No man is an island, entire of itself. Every man is a piece of the continent, a part of the main. If a clod be washed away by the sea, Europe is the less, as well as if a promontory were, as well as if a manor of thy friends or of thine own were. Any man's death diminishes me, because I am involved in mankind and therefore never send to know for whom the bell tolls it tolls for thee.

My additional information : This phrase basically means 'for whom the bell rings' but generally in a church because the word 'toll' implies that the bell is large and making a louder sound than a smaller bell ringing

In Europe, they used to ring a bell to announce a death. So the point of the line was, don't look around wondering whose death the bell is signalling; we are all going to die, including you.

Donne lived in Tudor and Stewart England, and at that time the tolling of church bells, to mark various events, was an important feature of daily life.

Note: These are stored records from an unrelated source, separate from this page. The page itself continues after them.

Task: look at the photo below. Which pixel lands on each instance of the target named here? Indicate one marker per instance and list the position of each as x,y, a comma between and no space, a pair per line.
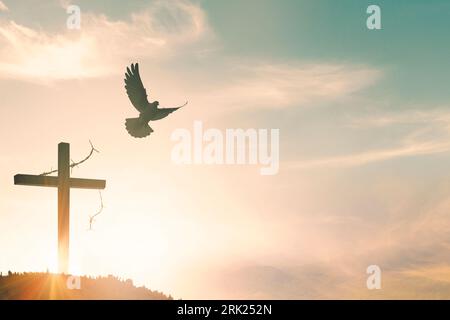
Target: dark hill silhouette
48,286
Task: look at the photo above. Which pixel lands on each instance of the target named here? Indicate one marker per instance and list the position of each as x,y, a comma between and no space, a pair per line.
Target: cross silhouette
64,183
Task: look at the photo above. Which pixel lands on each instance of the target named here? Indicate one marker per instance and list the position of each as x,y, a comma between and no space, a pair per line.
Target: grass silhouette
48,286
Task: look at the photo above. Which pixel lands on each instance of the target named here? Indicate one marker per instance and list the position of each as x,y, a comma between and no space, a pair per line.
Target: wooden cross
63,182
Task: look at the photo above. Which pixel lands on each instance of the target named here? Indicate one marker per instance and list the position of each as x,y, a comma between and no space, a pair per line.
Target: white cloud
429,134
363,158
3,6
282,85
101,44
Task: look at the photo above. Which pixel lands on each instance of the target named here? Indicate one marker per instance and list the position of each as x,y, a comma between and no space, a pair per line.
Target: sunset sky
364,120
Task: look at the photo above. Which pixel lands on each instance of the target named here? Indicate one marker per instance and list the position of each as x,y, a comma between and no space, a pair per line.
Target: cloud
375,156
3,7
275,86
426,133
101,44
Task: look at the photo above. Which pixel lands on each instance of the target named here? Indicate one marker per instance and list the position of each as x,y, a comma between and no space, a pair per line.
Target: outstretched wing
162,113
135,89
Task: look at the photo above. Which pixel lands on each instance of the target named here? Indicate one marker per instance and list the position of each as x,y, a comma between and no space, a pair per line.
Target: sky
364,122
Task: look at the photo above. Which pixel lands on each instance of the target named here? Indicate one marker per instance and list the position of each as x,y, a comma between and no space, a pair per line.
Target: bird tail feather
137,128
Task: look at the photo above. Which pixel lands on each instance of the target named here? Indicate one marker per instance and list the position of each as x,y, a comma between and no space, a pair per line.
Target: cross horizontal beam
50,181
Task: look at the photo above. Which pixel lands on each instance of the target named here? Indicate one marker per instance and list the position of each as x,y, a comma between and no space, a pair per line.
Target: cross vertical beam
63,182
63,206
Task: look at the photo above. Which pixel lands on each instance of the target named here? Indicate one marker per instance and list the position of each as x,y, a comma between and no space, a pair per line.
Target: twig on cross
92,218
75,164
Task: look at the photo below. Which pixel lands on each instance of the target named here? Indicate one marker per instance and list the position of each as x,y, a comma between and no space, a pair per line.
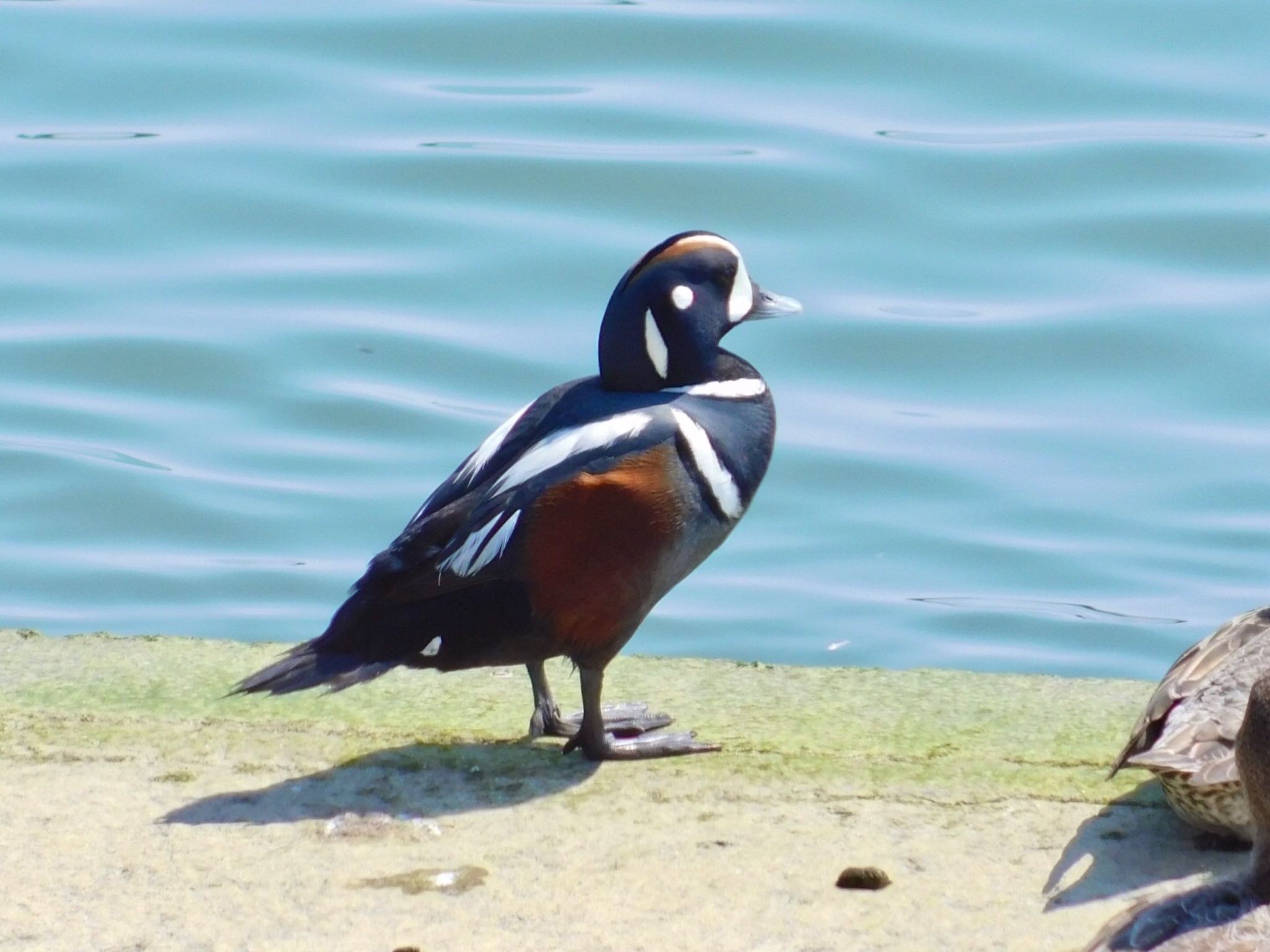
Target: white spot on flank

When Donne writes of the tolling bell, he is, of course, speaking of the funeral bell. It was traditionally rung three times for a man and two times for a woman followed by a pause and then a toll for every year of age for the deceased.

At 1940 the phrase taken by Ernest Hemingway for his novel´s tittle, It tells the story of Robert Jordan, a young American in the International Brigades attached to an antifascist guerilla unit in the mountains during the Spanish Civil War. As an expert in the use of explosives, he is given an assignment to blow up a bridge to accompany a simultaneous attack on the city of Segovia

In 1943 a film based on the Ernest Hemingway´s novel made. It stars Gary Cooper, Ingrid Bergman, Akim Tamiroff and Katina Paxinou. Directed by Sam Wood. Great attention to detail in keeping with the accurate depiction and the novel's successful translation to film was aided by Hemingway himself, who was present on the set during filming.

For Whom the Bell Tolls" also taken for the first single from the Bee Gees, album Size Isn't Everything. It peaked at #4 on the UK Charts. Composed by Barry, Robin and Maurice Gibb.

"For Whom the Bell Tolls" a song by Metallica released 1984, the third track from their second album Ride the Lightning. The song is about a section of the novel For Whom the Bell Tolls by Ernest Hemingway, where five republican soldiers of the Spanish Civil War attempt to escape the fascists with their stolen horses and are killed by enemy aircraft on a hill on which they were surrounded.